Students of Edi, here are exactly 11 reasons why your Deliveroo driver hates you
Please please please don’t live in Pollock
I’m a Deliveroo cyclist in Edinburgh. From a hangover-busting full English to that late-night condom delivery, odds are I’ve seen you all at your best, and believe me, at your worst. So here are a few reasons why my smile might slip as I hand over your Ting Thai this evening.
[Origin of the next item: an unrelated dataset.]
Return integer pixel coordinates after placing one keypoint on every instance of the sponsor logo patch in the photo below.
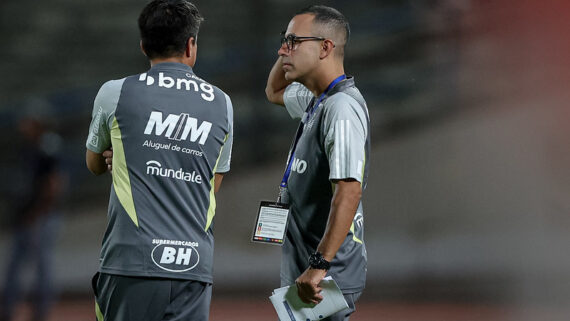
(175, 256)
1. You make me walk up the stairs
It’s raining. I’ve cycled miles at breakneck pace to reach the incredibly unrealistic delivery estimate Deliveroo has said you’re expecting. My back creaking under the weight of two weeks’ worth of your groceries, I buzz myself in, hoping to find you there. But no. Instead, you expect me to haul my aching legs up four flights of stairs to your top-floor flat. Cheers.
2. You live far away
Nothing is more depressing than lugging a Bross Bagels from Leith all the way to Marchmont, in the full knowledge that there’s an identical branch in Bruntsfield. Do your research people!
3. You live too close
You literally live above the restaurant. Come on, it would take you less than 30 seconds to go down and collect your own sushi. Look deep into your soul, and now down at your perfectly healthy legs. Now tell me, do you really, honestly, need me to bring that curry upstairs for you?
4. You don’t tip
This one’s straightforward. And before anyone says “I’m a student I can’t afford it”, ordering Deliveroo is expensive. If you can afford to blow £30 on two burgers and a milkshake, you can afford to leave me a couple of quid after I sprint up the stairs to give it to you.
5. You don’t tell me your flat number
When you put in your address, how can you forget your flat number? What do you expect me to do, guess what flat you live in by the contents of your order? “Oh chicken korma, must be flat five.”
And please, make sure your address if the right way around. There’s nothing worse than going to block eight flat two, instead of flat eight block two, in the full knowledge that I’ve just been given a whole extra flight of stairs to climb. Plus, now I’m knocking on the door of some confused old lady who doesn’t understand why I’ve rung her bell at 11 pm holding eight boxes of cookie dough and some paracetamol. Get it right guys.
6. You make me wait at the door
You have, at significant expense, ordered a takeaway. The app has sent you a notification saying I’m on my way. I’ve rung your downstairs buzzer and spoken to you on the intercom. And yet when I bang on your door you act like I’ve caught you unawares? You literally paid me to be here! Time is money on this job guys, please be ready to collect.
7. You chat
I’m busy. I’m cold. I’m tired. I’m working! I’ve got Deliveroo pinging me with a new order every five seconds. I don’t have the time to listen to your zooted ramblings on the nature of reality, or how trippy my bag looks. Make eye contact, say thanks, and we’ll both be on our way.
8. You open the door naked
Come on, you knew I was coming. You at least had time to throw on some trackies. Really not cool. That’s put me right off stealing any of your food. But at least the three McFlurries make sense now.
9. You order too much
Ordering 24 cans of Fosters and two litres of Coke might be great for beer pong but it isn’t cool for my back. If it’s too heavy for you to want to carry, I don’t want to be carrying it either! I’ve now resigned myself to the prospect of having back problems for life.
10. You order basically nothing
I’m sorry but what is the point of me sweating all the way up Marchmont Road for a single avocado? The delivery fee is literally more than the food. Do you see those two long things at the bottom of your torso? Put one in front of the other, and walk to the corner shop I AM BEGGING YOU.
11. You live in Pollock
The place is a maze. Seriously, who actually knows where John Burnet house is? Asking Tarquin for directions doesn’t help, he never knows either. And please, please, if you’re going to order on Mummy and Daddy’s account make sure it’s your number on it. The number of times I’ve called someone at Chancellors and been answered by Rodger in Surrey who doesn’t know where his darling Tilly’s Civerinos goes is depressing.
Also, I know exactly how much you’re dropping on your room. Not leaving a tip also hits differently when I know exactly how much that ensuite is. You’re paying £9k for ‘catered’ accommodation, you can afford to tip me a few quid.